Aguilar: “It really is an interesting example of the chatter that's happening online against the use of sex scenes in films. And some people will argue against them, whether a film needs them or not. And I feel like there are two sections in this movie that are so integral … for us to understand who she is, and how she feels, and how she understands her womanhood and her desire and her willing[ness] to continue going. So I do think … those sexual encounters that she has with her husband are unspoken, really examples of who this character is.”
Divinity
In this sci-fi thriller, a mogul is trying to achieve immortality when two brothers abduct him.
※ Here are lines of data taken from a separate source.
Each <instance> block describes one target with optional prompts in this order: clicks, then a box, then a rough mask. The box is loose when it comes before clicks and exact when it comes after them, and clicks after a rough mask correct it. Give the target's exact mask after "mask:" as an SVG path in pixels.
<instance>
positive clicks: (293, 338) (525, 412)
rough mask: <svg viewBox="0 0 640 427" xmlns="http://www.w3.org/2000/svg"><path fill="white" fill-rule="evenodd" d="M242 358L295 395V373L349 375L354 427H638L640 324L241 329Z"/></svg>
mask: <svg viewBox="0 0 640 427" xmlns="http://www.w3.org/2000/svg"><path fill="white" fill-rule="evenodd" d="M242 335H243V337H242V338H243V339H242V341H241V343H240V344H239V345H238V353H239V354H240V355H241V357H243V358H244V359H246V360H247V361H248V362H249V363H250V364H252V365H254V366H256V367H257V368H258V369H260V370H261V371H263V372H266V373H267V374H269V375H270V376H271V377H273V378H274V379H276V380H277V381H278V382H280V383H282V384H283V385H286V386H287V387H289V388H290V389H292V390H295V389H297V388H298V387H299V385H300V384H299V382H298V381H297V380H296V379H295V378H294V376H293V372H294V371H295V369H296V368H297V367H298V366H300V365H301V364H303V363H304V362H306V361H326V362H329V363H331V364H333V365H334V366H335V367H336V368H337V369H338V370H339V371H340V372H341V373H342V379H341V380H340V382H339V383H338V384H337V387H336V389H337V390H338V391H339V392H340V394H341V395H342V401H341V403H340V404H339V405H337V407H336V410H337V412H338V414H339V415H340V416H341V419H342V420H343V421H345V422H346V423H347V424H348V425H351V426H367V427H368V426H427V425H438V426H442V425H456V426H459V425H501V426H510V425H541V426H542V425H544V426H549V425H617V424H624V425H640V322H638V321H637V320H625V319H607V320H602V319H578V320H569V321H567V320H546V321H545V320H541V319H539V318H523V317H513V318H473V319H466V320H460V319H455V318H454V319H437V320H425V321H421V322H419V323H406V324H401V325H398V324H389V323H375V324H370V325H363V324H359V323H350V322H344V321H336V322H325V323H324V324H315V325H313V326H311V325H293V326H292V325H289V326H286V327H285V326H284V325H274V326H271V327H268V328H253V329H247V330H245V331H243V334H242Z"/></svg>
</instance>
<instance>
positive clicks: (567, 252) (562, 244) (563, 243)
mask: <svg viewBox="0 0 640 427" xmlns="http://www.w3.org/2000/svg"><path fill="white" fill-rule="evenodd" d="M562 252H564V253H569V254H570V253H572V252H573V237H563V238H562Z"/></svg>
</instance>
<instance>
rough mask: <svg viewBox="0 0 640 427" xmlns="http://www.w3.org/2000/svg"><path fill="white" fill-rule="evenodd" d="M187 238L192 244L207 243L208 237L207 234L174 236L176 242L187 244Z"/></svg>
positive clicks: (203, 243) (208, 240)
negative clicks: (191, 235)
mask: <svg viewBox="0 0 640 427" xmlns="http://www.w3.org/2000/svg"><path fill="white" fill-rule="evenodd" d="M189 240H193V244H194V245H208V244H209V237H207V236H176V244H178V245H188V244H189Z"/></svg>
Seibold: “The aesthetic is ‘you've had maybe too much of a certain substance and you're seeing a midnight movie on a Saturday night in 1983.’ This is prime, midnight movie material and it is fantastic. The grainy, 16 millimeter black and white photography just looks great. The plot is not going to make any sense. It is aggressively strange, but that makes it incredibly unique.”
Aguilar: “It's shot in black and white, on film. It's beautifully done. [It] uses stop-motion animation mixed with live action for an incredible fight sequence near its resolution that I think is really the stand-out of this film. It’s very imaginative and bold and … the kind of film that really makes you excited about new voices and independent film. It goes over the rails in interesting ways, even if at times, the themes and ideas might be jumbled.”